To our knowledge, we reported for the first time in a cohort of stable adult CF patients with homozygous CFTR I1234V mutation which demonstrated a positive correlation between plasma and sputum adiponectin. However, a mean sputum and plasma adiponectin levels were higher in CF patients with pancreatic insufficiency compared to those CF patients with pancreatic sufficiency, which may suggest an augmented inflammatory process and possible disease severity more among CF patients with pancreatic insufficiency versus pancreatic sufficiency.

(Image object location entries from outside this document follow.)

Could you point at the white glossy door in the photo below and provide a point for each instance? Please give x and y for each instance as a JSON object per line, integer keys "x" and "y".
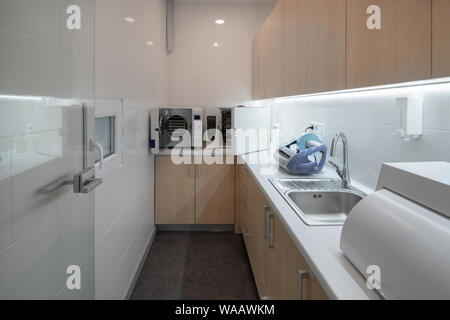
{"x": 46, "y": 74}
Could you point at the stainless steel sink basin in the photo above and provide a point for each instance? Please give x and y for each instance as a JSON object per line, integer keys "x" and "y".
{"x": 319, "y": 202}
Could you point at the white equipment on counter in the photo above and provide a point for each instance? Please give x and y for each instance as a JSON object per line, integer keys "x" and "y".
{"x": 403, "y": 230}
{"x": 197, "y": 128}
{"x": 176, "y": 128}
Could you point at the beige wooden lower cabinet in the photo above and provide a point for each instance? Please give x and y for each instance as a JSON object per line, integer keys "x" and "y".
{"x": 278, "y": 267}
{"x": 193, "y": 194}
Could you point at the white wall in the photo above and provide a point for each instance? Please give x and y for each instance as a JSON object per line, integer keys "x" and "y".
{"x": 203, "y": 75}
{"x": 371, "y": 121}
{"x": 128, "y": 69}
{"x": 41, "y": 142}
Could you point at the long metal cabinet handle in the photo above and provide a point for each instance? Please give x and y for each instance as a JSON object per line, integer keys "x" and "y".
{"x": 301, "y": 276}
{"x": 271, "y": 218}
{"x": 266, "y": 209}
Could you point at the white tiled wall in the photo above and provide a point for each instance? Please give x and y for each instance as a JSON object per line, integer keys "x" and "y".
{"x": 40, "y": 142}
{"x": 206, "y": 76}
{"x": 130, "y": 70}
{"x": 371, "y": 121}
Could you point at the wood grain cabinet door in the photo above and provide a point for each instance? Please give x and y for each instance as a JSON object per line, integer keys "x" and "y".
{"x": 314, "y": 46}
{"x": 214, "y": 194}
{"x": 441, "y": 42}
{"x": 398, "y": 52}
{"x": 275, "y": 25}
{"x": 174, "y": 192}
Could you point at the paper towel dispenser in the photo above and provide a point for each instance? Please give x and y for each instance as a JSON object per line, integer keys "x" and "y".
{"x": 403, "y": 230}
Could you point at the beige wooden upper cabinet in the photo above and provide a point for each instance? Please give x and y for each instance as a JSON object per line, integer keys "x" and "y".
{"x": 294, "y": 48}
{"x": 441, "y": 42}
{"x": 259, "y": 64}
{"x": 397, "y": 52}
{"x": 174, "y": 192}
{"x": 256, "y": 84}
{"x": 214, "y": 194}
{"x": 314, "y": 46}
{"x": 275, "y": 36}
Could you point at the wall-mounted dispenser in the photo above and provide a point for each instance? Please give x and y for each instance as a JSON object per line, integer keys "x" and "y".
{"x": 411, "y": 123}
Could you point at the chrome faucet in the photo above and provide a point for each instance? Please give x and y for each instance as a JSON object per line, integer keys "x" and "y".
{"x": 344, "y": 172}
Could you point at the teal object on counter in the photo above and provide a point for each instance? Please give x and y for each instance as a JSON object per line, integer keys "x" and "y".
{"x": 304, "y": 138}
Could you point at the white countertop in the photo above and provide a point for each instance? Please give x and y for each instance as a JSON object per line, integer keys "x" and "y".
{"x": 196, "y": 152}
{"x": 319, "y": 245}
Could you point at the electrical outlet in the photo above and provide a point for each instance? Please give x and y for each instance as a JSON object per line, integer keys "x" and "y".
{"x": 318, "y": 129}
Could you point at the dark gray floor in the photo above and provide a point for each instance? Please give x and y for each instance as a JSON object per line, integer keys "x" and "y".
{"x": 196, "y": 266}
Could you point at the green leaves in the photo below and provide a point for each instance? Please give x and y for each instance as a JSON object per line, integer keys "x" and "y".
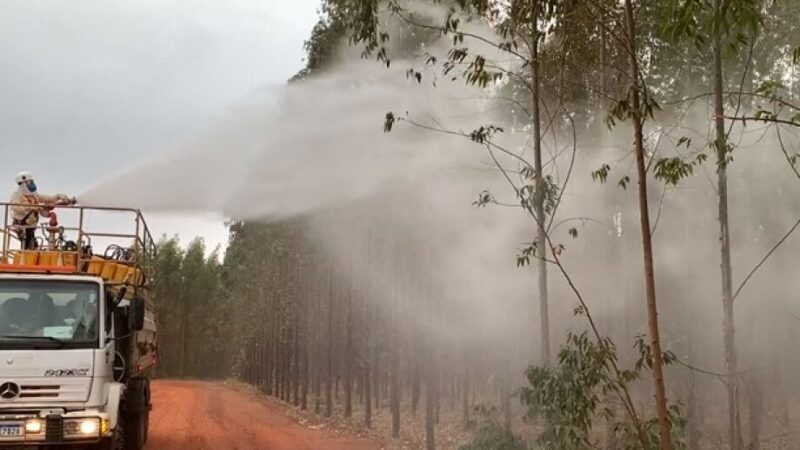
{"x": 673, "y": 170}
{"x": 770, "y": 88}
{"x": 484, "y": 133}
{"x": 736, "y": 22}
{"x": 388, "y": 122}
{"x": 601, "y": 174}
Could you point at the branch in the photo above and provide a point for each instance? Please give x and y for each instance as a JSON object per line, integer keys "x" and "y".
{"x": 764, "y": 259}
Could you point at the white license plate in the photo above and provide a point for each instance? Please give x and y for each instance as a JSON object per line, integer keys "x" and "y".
{"x": 10, "y": 429}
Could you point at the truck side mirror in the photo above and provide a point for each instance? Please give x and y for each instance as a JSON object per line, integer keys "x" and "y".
{"x": 136, "y": 314}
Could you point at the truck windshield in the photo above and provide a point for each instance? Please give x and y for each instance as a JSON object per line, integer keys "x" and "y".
{"x": 48, "y": 314}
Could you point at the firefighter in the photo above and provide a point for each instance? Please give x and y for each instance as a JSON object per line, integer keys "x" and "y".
{"x": 28, "y": 205}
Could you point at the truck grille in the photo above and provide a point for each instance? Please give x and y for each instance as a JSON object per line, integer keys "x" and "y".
{"x": 53, "y": 427}
{"x": 42, "y": 391}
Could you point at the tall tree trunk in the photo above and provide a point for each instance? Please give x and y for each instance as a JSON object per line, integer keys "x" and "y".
{"x": 756, "y": 411}
{"x": 304, "y": 382}
{"x": 430, "y": 404}
{"x": 367, "y": 394}
{"x": 329, "y": 362}
{"x": 539, "y": 199}
{"x": 348, "y": 362}
{"x": 416, "y": 387}
{"x": 734, "y": 423}
{"x": 647, "y": 244}
{"x": 465, "y": 396}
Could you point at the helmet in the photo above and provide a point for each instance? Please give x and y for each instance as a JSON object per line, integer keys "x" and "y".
{"x": 22, "y": 177}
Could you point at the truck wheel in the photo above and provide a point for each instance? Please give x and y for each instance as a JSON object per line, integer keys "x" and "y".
{"x": 117, "y": 440}
{"x": 137, "y": 412}
{"x": 136, "y": 431}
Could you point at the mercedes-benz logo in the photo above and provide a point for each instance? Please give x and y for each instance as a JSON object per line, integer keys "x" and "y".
{"x": 9, "y": 390}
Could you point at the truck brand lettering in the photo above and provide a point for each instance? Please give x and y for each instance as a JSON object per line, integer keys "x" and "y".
{"x": 66, "y": 372}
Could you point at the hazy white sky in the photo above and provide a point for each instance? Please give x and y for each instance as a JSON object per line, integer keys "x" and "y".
{"x": 89, "y": 86}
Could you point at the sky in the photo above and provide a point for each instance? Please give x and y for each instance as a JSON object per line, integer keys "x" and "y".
{"x": 89, "y": 87}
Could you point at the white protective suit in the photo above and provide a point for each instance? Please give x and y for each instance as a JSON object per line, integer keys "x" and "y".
{"x": 31, "y": 205}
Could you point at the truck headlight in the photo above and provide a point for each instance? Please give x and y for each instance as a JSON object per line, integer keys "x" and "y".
{"x": 33, "y": 426}
{"x": 86, "y": 427}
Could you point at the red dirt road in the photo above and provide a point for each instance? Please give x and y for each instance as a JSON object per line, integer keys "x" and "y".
{"x": 212, "y": 416}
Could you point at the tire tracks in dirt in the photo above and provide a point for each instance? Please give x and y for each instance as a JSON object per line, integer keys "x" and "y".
{"x": 191, "y": 415}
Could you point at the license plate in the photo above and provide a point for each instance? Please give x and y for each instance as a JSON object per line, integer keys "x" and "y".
{"x": 10, "y": 429}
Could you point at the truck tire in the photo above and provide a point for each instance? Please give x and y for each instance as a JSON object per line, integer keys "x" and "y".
{"x": 116, "y": 441}
{"x": 137, "y": 413}
{"x": 135, "y": 431}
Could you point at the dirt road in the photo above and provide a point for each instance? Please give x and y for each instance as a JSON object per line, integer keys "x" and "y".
{"x": 212, "y": 416}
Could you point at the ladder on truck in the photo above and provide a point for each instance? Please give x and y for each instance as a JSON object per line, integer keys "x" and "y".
{"x": 70, "y": 246}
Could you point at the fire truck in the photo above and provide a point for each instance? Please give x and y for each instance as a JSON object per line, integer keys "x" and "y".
{"x": 77, "y": 330}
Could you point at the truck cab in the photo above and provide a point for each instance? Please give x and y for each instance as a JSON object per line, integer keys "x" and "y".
{"x": 77, "y": 337}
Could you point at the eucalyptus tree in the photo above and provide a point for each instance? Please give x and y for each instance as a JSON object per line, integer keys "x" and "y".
{"x": 725, "y": 26}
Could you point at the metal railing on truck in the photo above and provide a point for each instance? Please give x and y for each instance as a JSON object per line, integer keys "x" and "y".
{"x": 71, "y": 247}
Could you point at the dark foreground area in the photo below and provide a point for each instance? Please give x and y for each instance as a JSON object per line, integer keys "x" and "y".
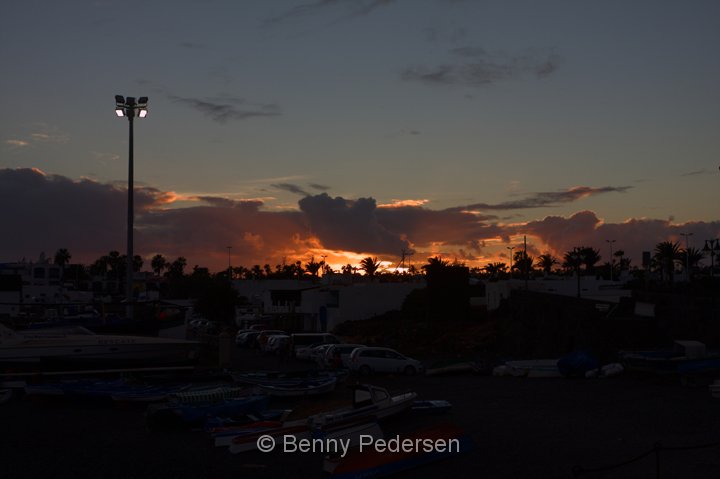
{"x": 522, "y": 428}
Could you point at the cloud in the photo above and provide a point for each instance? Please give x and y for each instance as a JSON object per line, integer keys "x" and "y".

Adiponectin may have a potential role in inflammatory process in lower airway diseases such as asthma, COPD and CF as well as critical illnesses such as respiratory failure with and without sepsis [28]. The present study demonstrated no difference in plasma adiponectin between stable adult CF patients and healthy controls. Recent studies have shown conflicting findings on the role of adiponectin in inflammatory lung conditions and only few researches have been conducted on the role of circulating adiponectin in CF which was found be inconsistent among different studies [29–31]. In one report, CF patients were found to have elevated adiponectin levels despite increased visceral adipose tissue mass, higher serum CRP levels, and similar levels of insulin resistance compared with a control population matched by BMI, age, and sex [29]. Another study reported by Hammana et al demonstrated normal adiponectin levels a large cohort of CF patients despite abnormal glucose tolerance or diabetes and subclinical chronic inflammation [30]. Other study demonstrated lower adiponectin in CF children than in healthy children and higher resistin levels [31]. The discrepancy between studies can be explained by involved different age groups, ethnicity, variations, severity of disease and organ involvement including pancreatic status liver involvement, nutritional status, and metabolic disorders.
FEV1% is the currently used Spirometric predictor of morbidity and mortality in patients of CF. A recent study reported no association between adiponectin and lung function after adjusting for covariates related to adiposity in a population-based sample [32]. In contrast, the main findings of the present study demonstrated sputum and plasma adiponectin levels were inversely weakly correlated with Spirometric percentage predicted FEV1 and FVC suggesting that systemic and sputum inflammation might play a role in the development of airway obstruction. This is in agreement with other pulmonary disease as in COPD subjects where demonstrated systemic adiponectin levels inversely associated with FEV1 [28]. In contrast to a recent study in children with CF observed no correlation between BMI and spirometry and adiponectin levels [31].
The results of our study should be considered as preliminary findings with some limitations. First, this study was designed to be cross-sectional that limits a causal link between sputum and plasma adiponectin levels and lung function changes. Other limitation includes small number of adult CF patients with homozygous I1234V mutation, majority with pancreatic sufficiency and a varying degree of disease severity, making it a heterogeneous population in certain tribe.